A Causal Marriage between VLM and IRM from Understanding to Reasoning¶

Conference: CVPR 2026
Paper: CVF Open Access
Code: TBD
Area: Multimodal VLM
Keywords: CLIP, Invariant Risk Minimization (IRM), Causal Representation, OOD Generalization, Process-based Reward Reinforcement Learning

TL;DR¶

Starting from token-level causal representations, this paper proves that a "vocabulary-constrained InfoNCE" is formally equivalent to the invariance principle of IRM. Based on this, it proposes CLIP-IRM, a mid-training paradigm that enhances OOD understanding without architectural changes, and transfers the OOD guarantees of IRM to multimodal reasoning by using its invariant alignment score as a process-level reward for GRPO.

Background & Motivation¶

Background: Vision-Language Models (VLMs) like CLIP exhibit remarkable out-of-distribution (OOD) generalization in zero-shot/few-shot scenarios, becoming the de facto standard for open-vocabulary recognition. However, the understanding of "why it is so robust" remains largely phenomenological, lacking a theoretical framework for predictive analysis and improvement.

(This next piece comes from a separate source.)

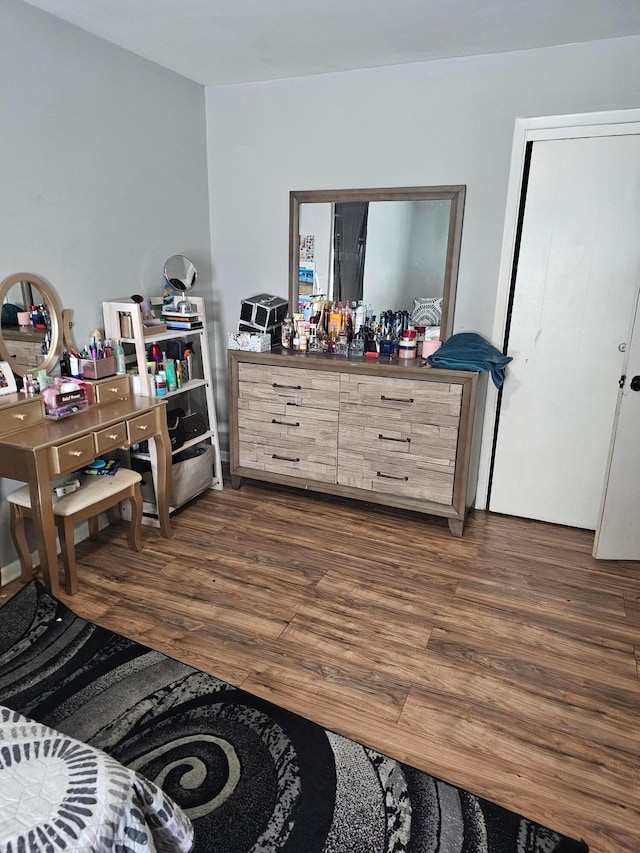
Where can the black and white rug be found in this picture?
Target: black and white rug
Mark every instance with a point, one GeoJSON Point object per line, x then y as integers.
{"type": "Point", "coordinates": [250, 775]}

Limitations of Prior Work: Invariant Risk Minimization (IRM) is a rigorous paradigm designed specifically for OOD generalization—it requires predictors to depend only on features causally related to labels and remain invariant across environments with spurious correlations. Intuitively, CLIP's robustness aligns with IRM's goals, but the two are structurally different: CLIP uses dual-tower encoders with a contrastive objective on unstructured data, while IRM is typically a bi-level optimization problem requiring explicit "environment" partitions. This mismatch in architecture and objective has kept the connection between CLIP and IRM at an analogical level.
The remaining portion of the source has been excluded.